3.1. Identification and sophoricoside content of S.
japonica
The structure of sophoricoside from S. japonica was assigned by
nuclear magnetic resonance (NMR) and mass spectrometry (MS) analyses
(data not shown). Structural elucidation and identification were carried
out with MS using a JEOL JMS-600W mass spectrometer (Tokyo, Japan), and1H- and 13C-NMR spectra were created
using a Bruker AVANCE 500 NMR spectrometer (Rheinstetten, Germany).
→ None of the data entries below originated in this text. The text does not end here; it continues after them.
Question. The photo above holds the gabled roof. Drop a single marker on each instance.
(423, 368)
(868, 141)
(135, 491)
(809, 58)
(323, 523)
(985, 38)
Fast
atom bombardment (FAB)-MS and NMR data were compared with values in the
literature (Wu et al., 2012). The content of sophoricoside in seeds,
leaves, stems, and roots of S. japonica by HPLC analysis are
shown in Figure 1. Sophoricoside was present in the highest amount in
seeds (3.302 mg/g DW), followed by leaves (0.048 mg/g DW). Sophoricoside
was present in trace amounts in stems and roots of S. japonica(Table 1).
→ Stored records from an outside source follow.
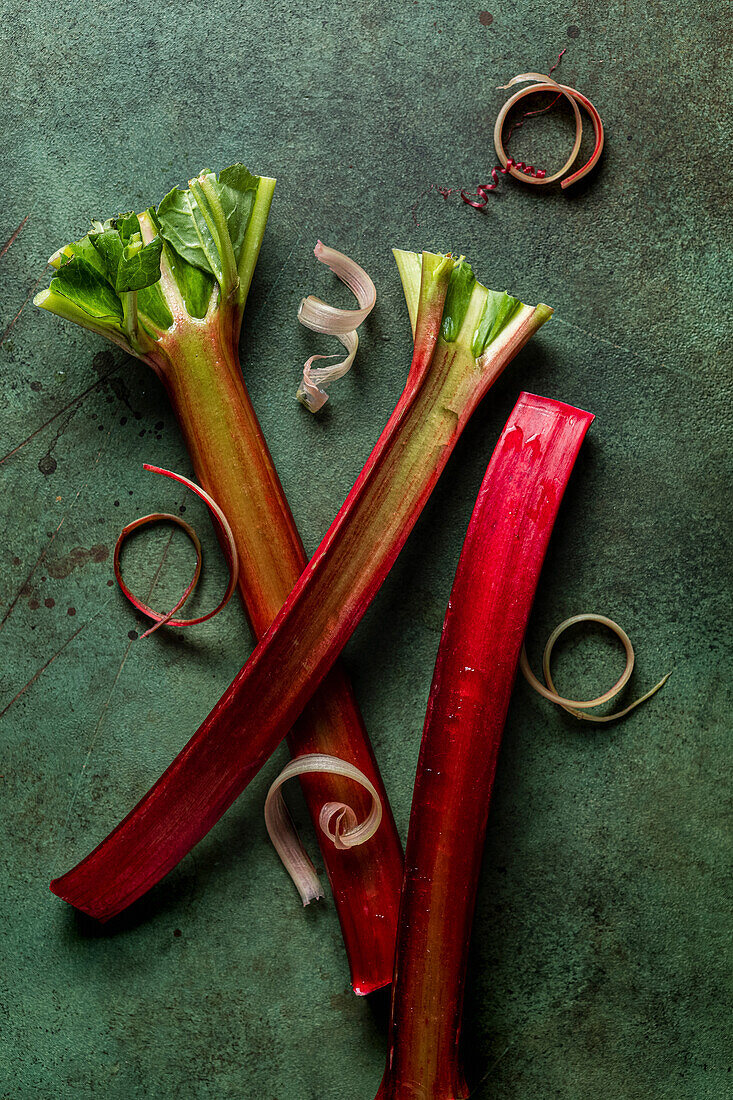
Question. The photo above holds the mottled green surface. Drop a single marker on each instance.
(600, 956)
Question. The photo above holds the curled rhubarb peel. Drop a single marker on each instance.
(575, 706)
(228, 540)
(320, 317)
(543, 83)
(337, 820)
(487, 617)
(177, 304)
(458, 354)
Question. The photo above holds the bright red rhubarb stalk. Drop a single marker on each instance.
(170, 286)
(477, 663)
(459, 352)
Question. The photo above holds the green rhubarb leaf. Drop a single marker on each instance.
(128, 264)
(127, 224)
(458, 298)
(188, 221)
(498, 312)
(471, 311)
(184, 227)
(108, 246)
(238, 193)
(88, 289)
(140, 264)
(152, 305)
3.2. Sophoricoside reduces
allergic and asthmatic features in OVA-induced mice
IL-3 and IL-5 are Th2 cytokines associated with allergic airway
inflammation
(Asquith
et al, 2008;
Dougan, Dranoff,
&
Dougan,
2019) and sophoricoside inhibited their bioactivities (Yun et al.,
2000), suggesting that allergic airway inflammation can be controlled by
sophoricoside. To demonstrate this possibility, an allergic airway
inflammation model was established in mice by sensitization and
challenge with OVA (Figure 2A). The model was used to evaluate whether
sophoricoside suppresses allergic and asthmatic symptoms. Nasal rubbing
was considered a visible allergic symptom on day 26 before sacrificing
mice. Induction of allergic asthma increased nasal rubbing compared with
the normal group, and the behavior was decreased with administration of
sophoricoside (Figure 2B). Histologic analyses showed increased
infiltrating inflammatory cells in the airways and thickened airway
walls in OVA-induced mice compared with normal mice. The administration
of sophoricoside reduced this infiltration and thickening without
cytotoxic effects in livers and spleens (Figure 2C). These results
indicate that sophoricoside has anti-allergic and anti-asthmatic
activities achieved through suppression of airway inflammation.
3.3. Sophoricoside
decreases AHR in OVA-induced mice
AHR is a cardinal feature in the pathogenesis of bronchial asthma
because allergic airway inflammation increases AHR and excessive
bronchoconstriction in asthmatic patients (Busse, 2010). Therefore, we
evaluated whether sophoricoside could improve shortness of breath and
inappropriate airflow in the airways of allergic inflammation-induced
asthmatic mice. Airway function was determined by calculating the Penh
value using a whole-body plethysmograph. Upon inhalation of
methacholine, the Penh value increased in a concentration-dependent
manner in OVA-induced mice compared with normal mice. Conversely, the
administration of sophoricoside decreased values from 7.19 ± 0.62 to
6.28 ± 0.56 and 3.93 ± 0.40 at 3 and 30 mg/kg compared with OVA-induced
asthmatic mice at 80 mg/mL inhalation of methacholine (Figure 2D),
indicating the anti-asthmatic effect of sophoricoside.
3.4. Sophoricoside
decreases recruitment of immune cells into the allergic airway
Airway inflammation, a predominant features of allergic asthma, recruits
immune cells such as eosinophils, macrophages, neutrophils, and
lymphocytes (Saglani &
Lloyd,
2015). The number of various immune cells in BALF was counted to
evaluate the anti-inflammatory effect of sophoricoside. Upon
OVA-challenge, the number of total cells and immune cells, including
macrophages, eosinophils, neutrophils, and lymphocytes, was dramatically
increased compared with normal control mice. The number of recruited
immune cells was effectively decreased by the administration of
sophoricoside in OVA-challenged mice (Figure 3). The results indicate
that sophoricoside decreases recruitment of immune cells into regions of
allergic airway inflammation.
3.5. Sophoricoside
decreases release of pro-inflammatory cytokines
Immune cells produce many inflammatory mediators that exacerbate
allergic airway inflammation by inducing histamine release through mast
cell activation (Pawankar et al., 2015;
Hirose
et al., 2017). Analysis of the released pro-inflammatory cytokines
showed consistent results regarding recruitment of total cells and
immune cells. Sophoricoside effectively decreased the amount of released
pro-inflammatory cytokines, including IFN-γ, TNF-α, IL-4, IL-5, IL-13,
and IL-17, compared with the serum of OVA-challenged mice (Figure 4A).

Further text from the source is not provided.